Strawberries are a hit for N.C. Farm to School
Story Date: 4/24/2019

 

Source: NCDA&CS, 4/23/19

North Carolina school kids listen up – strawberries are hitting the lunch menu.

The N.C. Farm to School program, has delivered food from local farms directly to the schools for over 20 years.

In 2018, sales from N.C. farms totaled $1.3 million. Strawberries are still the most popular item in the Farm to School program, so much so that the Food Distribution Division has extended the buying season for an extra week to make sure that schools get the fresh fruit they want.

And there are plenty of school systems interested in those items, said Gary Gay, NCDA&CS Food Distribution Division director.

“We currently serve 85 school systems,” he said. “And that’s out of 115 systems in the state. So it has grown a lot.”

By May 20, the division expects to have delivered around 23,510 flats of strawberries, with a total worth of $346,772.50.

The N.C. Farm to School program began in 1997, when the United States Department of Defense Merchandising Office and the N.C. Department of Agriculture & Consumer Services Food Distribution and Marketing Divisions began working together to bring farm-fresh produce to schools across the state. Gay said that the program began with a small variety of products, but has grown in leaps and bounds since then.

“Strawberries were the first item that we moved, and we also looked at apples,” he said. “Nowadays we have about 21 items in our catalog.”

That catalog now includes all kinds of locally-grown fruits and vegetables, including watermelons, cantaloupes, tomatoes, sweet potatoes, green cabbage, broccoli, apple slices, kale, collards, peaches, Asian pears, romaine, honey dew melon, blueberries and more.

To get the food where it needs to go, school nutrition directors place orders with the Food Distribution division for whatever their schools want to purchase. Two schools may not need or want the same exact items, and different options become available at different times during the year as they come in and out of season.
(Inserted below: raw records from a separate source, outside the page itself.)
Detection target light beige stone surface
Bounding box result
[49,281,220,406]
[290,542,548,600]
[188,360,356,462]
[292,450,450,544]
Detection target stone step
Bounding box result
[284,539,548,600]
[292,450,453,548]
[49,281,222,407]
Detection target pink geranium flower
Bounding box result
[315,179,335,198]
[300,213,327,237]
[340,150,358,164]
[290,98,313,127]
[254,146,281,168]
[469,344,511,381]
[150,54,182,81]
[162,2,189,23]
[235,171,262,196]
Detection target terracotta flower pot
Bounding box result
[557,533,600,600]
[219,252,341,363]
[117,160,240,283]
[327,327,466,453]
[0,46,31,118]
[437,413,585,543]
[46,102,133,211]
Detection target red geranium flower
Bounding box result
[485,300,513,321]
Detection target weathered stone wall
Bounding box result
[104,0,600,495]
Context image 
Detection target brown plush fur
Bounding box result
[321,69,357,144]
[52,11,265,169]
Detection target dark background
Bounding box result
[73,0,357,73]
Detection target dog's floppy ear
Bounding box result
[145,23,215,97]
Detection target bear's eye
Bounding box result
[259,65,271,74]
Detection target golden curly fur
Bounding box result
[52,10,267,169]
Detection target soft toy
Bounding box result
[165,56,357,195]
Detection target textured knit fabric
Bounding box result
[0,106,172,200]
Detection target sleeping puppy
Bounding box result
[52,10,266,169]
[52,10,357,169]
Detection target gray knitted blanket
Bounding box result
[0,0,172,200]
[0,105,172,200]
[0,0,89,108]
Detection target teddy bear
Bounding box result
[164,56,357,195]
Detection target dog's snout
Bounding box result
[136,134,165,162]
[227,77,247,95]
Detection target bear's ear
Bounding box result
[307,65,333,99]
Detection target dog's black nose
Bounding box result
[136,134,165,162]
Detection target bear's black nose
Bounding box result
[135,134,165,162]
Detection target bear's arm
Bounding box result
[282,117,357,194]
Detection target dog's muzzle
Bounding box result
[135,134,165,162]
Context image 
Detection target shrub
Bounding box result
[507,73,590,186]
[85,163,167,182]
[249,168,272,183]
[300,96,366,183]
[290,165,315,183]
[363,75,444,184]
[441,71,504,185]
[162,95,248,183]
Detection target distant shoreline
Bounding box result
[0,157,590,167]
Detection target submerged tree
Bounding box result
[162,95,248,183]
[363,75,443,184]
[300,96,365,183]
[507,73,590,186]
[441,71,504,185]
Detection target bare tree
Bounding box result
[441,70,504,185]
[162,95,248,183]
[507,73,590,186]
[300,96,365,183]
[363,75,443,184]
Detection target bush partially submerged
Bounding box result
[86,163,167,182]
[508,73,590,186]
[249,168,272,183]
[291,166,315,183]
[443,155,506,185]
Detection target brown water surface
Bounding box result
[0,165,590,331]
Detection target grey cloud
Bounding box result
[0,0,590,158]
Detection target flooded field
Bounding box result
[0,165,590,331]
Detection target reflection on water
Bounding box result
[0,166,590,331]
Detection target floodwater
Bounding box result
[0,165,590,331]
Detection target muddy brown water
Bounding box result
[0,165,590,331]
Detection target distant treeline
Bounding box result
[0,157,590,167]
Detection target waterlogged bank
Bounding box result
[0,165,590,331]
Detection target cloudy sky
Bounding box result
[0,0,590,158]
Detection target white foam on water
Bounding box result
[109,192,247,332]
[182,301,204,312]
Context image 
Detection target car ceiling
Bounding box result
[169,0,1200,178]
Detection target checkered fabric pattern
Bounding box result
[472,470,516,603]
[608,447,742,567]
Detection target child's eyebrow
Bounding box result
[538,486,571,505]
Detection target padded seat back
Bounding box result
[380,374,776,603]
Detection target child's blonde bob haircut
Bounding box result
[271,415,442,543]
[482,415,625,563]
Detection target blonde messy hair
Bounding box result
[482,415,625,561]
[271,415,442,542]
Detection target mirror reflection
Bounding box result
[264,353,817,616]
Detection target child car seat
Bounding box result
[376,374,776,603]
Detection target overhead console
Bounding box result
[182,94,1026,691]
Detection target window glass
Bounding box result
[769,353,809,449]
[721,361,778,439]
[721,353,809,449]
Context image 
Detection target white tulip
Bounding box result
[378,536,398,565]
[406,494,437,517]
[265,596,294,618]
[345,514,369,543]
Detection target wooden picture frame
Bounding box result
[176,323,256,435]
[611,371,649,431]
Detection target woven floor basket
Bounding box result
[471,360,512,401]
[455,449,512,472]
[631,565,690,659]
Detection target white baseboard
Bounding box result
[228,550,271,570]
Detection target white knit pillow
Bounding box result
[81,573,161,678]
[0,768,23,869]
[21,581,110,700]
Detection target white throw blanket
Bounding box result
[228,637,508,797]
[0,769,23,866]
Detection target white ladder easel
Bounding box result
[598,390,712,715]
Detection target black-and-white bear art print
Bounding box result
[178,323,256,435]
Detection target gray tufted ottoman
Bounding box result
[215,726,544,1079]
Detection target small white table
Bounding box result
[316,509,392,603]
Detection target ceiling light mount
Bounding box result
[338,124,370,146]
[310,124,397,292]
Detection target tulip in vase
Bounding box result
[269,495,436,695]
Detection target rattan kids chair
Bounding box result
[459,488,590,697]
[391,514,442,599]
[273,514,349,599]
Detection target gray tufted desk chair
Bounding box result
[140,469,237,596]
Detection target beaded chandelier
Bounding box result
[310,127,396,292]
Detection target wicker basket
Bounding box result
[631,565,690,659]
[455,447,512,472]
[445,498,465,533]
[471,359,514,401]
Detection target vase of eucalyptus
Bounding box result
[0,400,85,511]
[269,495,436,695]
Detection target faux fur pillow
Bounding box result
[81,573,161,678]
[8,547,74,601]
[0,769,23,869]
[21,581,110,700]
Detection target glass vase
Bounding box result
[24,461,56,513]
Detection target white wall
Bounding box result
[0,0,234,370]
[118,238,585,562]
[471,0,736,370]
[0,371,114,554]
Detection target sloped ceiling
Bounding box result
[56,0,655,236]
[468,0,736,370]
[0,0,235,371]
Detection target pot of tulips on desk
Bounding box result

Strawberries are loaded onto trucks and delivered over the weekend, so that schools have them in time for lunch on Monday.
Farm to School is just one of the responsibilities that food distribution handles across the state.

Broadly, the division administers USDA nutrition programs at the state level, including school feeding programs like Farm to School and emergency feeding operations.

Walter Beal, warehouse manager at the food distribution facility in Creedmoor, said that the division’s food shipping infrastructure and experience were vital during recovery efforts after Hurricane Matthew and Hurricane Florence.

“We ran 29 trips during Matthew, and 27 during Florence,” Beal said. “Even when the roads were flooded and people were saying there was no way to get to Wilmington, our guys found a way in.”

Not all of that cargo was even food, Beal said. Some of the trucks heading to disaster recovery areas during Florence carried bales of hay, as the food distribution division looked for any way to be of help during the storm.

All told, the division ships food to around 500 different agencies statewide. Whether it be a school seeking fresh produce, a soup kitchen providing essential meals to a local community or a disaster recovery zone in need of vital supplies, food distribution makes sure that essential food gets where it needs to go, and when it needs to get there.